ML : Pour une compositrice, quel est le défi de créer une musique sur un sujet si actuel?

LJ : J’avais clairement, comme Pascale, l’objectif de donner une perspective féministe à l’oeuvre. Il est certain que lorsque nous avons deux personnages féminins sur scène, la tradition voudrait que l’on présente une situation de conflit en lien avec un homme qui n’est souvent même pas présent. Nous voulions vraiment éviter ce leitmotiv qui est tellement usité dans l’univers de l’opéra. Nous souhaitions révéler des personnages féminins complexes, avec bien sûr, leur bagage, leurs traumatismes mais également tous les autres états qui sont les leurs, qu’il s’agisse de la colère, la douceur, la capacité de se lier à l’autre et de se relever. La langue de Pascale est extrêmement poétique et permet une pluralité de lectures et d’interprétations. Nous ne nous sommes pas enfermées dans la vie d’une personne à un moment précis. Il me convenait davantage de raisonner à l’extérieur d’une histoire très précise, d’autant qu’il s’agit là de ce que tentons de faire en composant de la musique. C’était très motivant. Étant un sujet d’actualité et donc extrêmement sensible, il y avait donc une forme de pression supplémentaire pour conférer au récit une touche d’authenticité ou, à tout le moins, assurer qu’il soit, sous l’angle humain, crédible. 

DT : Est-ce que vous aviez un objectif, ou cela s’imposait-il, de composer un opéra dans lequel les femmes, ou même tous les gens, se reconnaîtraient ? Était-ce le but d’obtenir ce genre de réception? 

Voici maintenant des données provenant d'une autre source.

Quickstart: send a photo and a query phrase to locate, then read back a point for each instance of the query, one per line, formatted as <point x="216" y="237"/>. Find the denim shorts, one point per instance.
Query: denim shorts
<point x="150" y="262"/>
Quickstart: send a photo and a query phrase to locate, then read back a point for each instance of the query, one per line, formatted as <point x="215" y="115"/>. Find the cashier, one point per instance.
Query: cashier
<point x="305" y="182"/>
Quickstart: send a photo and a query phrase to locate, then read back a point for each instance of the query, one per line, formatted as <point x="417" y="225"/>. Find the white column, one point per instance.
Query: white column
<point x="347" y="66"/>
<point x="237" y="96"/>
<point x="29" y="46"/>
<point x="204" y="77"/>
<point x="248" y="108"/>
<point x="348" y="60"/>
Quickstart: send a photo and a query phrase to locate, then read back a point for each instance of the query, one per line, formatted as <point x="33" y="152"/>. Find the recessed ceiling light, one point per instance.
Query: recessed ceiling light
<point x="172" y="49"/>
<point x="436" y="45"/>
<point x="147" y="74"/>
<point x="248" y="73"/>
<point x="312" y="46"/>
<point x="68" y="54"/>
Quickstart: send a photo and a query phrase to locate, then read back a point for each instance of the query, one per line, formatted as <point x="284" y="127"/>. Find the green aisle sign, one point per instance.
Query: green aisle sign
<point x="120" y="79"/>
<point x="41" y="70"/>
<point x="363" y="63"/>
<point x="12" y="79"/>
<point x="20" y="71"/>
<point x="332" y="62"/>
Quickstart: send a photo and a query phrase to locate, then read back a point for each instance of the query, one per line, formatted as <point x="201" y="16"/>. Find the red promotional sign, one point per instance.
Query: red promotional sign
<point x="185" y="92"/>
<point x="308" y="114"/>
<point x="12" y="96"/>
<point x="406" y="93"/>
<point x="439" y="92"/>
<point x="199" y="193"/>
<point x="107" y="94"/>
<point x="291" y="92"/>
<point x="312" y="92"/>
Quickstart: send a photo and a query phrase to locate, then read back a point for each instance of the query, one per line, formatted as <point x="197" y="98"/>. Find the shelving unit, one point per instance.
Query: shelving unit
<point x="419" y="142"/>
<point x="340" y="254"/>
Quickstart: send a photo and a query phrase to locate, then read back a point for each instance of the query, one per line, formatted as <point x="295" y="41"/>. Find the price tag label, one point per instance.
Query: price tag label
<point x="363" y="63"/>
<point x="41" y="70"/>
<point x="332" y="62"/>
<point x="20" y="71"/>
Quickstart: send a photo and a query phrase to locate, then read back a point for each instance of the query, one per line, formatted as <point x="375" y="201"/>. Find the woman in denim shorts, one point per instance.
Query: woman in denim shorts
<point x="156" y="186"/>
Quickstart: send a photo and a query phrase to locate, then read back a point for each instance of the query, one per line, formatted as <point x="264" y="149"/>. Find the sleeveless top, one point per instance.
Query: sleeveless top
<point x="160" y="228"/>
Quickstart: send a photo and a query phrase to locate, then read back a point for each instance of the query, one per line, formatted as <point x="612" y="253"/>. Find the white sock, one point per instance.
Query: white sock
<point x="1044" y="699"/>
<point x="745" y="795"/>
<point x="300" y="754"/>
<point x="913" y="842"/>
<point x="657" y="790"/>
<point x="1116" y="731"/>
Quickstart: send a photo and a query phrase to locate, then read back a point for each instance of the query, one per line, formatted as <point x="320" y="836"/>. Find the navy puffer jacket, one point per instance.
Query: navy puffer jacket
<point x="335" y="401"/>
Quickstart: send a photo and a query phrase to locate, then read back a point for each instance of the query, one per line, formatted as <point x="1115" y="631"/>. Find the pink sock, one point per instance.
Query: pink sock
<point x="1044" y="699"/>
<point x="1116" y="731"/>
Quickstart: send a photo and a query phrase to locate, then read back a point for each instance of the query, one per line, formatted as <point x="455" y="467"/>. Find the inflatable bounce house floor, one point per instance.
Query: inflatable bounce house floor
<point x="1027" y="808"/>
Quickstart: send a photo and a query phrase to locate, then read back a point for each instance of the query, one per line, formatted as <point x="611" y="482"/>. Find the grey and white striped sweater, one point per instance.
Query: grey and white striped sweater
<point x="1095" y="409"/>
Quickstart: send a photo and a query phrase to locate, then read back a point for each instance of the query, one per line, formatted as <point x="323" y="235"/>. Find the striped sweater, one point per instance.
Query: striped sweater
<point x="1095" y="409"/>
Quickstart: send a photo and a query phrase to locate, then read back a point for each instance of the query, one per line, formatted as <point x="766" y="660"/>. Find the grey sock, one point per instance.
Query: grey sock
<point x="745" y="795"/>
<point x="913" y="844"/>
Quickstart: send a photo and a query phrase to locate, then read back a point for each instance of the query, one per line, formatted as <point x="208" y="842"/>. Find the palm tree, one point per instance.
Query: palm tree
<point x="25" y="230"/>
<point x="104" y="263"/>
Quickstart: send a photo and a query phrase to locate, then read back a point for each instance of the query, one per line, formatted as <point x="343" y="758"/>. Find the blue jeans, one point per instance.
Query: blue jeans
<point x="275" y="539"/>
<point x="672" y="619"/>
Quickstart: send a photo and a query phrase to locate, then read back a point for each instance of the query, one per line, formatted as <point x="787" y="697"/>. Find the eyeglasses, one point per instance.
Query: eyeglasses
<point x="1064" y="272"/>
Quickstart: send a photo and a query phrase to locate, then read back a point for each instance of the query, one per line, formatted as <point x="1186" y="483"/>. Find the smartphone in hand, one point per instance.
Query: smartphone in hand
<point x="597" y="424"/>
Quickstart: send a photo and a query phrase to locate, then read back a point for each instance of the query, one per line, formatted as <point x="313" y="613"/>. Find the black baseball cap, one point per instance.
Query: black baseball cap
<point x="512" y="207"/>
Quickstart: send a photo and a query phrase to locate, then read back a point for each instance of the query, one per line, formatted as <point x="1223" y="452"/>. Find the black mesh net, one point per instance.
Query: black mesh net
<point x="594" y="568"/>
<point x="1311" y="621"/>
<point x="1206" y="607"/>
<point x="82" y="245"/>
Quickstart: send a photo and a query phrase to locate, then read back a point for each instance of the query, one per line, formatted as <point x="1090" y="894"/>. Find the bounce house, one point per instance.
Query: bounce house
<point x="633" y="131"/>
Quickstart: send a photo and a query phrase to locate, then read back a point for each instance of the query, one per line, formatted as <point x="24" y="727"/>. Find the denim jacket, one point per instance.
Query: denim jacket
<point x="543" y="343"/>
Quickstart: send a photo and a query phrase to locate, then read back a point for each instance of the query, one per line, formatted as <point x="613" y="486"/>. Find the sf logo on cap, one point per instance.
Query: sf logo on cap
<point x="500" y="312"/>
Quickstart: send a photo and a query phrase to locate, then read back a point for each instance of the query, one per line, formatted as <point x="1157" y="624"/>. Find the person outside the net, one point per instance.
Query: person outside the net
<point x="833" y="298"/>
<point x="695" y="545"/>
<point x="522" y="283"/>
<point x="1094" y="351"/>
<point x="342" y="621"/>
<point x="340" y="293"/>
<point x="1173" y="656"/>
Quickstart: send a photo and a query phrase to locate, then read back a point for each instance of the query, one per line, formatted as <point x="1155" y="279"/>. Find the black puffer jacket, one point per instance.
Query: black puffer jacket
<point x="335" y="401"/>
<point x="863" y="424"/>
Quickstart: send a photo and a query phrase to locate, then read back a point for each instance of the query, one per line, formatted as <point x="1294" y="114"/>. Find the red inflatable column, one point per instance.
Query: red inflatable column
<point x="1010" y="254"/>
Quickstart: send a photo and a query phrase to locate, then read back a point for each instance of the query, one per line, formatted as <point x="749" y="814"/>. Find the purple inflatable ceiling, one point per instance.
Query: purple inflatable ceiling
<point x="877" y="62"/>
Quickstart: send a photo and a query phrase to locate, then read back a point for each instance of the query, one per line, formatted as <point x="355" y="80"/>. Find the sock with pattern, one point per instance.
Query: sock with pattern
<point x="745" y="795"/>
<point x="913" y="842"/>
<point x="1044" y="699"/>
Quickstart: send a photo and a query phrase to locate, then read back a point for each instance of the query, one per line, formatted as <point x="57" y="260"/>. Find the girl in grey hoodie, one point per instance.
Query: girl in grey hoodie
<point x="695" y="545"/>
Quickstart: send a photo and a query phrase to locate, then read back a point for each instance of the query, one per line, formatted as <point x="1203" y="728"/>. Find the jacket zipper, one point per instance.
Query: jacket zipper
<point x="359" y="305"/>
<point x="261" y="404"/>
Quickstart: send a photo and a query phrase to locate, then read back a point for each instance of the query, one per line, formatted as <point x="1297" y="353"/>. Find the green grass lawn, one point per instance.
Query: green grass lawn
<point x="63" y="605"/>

LJ : Pour moi, l’important se retrouvait dans la relation avec le type de personnage qu’on mettait en scène. Il est certain que la difficulté de l’opéra est le fait qu’il y a peu de texte, contrairement à une œuvre théâtrale où l’auteur ou l’autrice a le temps de mettre en mots toutes les expériences, les émotions, la vie et les actions humaines et j’en passe. À l’opéra, il est difficile de créer des personnages qui sont pluridimensionnels avec les restrictions quant à la longueur des textes qui doivent être chantés. Il était d’ailleurs important pour nous que le public aille au-delà des personnages. Il fallait donc que ces personnages ne soient pas stéréotypés avec une couleur X au début et une couleur Y à la fin et que l’on puisse prendre acte de leur évolution. La lecture des textes de Pascale m’a amené à prendre moi-même acte de cette évolution. L’idée que je m’étais faite des personnages à la scène 1 n’était plus la même à la scène 3. Ainsi, j’aimais plus ou moins un personnage au début du récit, puis plus tard je l’adorais. Pascale a donc vraiment réussi à relever le défi de créer des personnages qui sont devenus pour moi, en dépit du mystère et les zones d’ombres les entourant, attachants. Je les ai reconnus dans toute leur profondeur. 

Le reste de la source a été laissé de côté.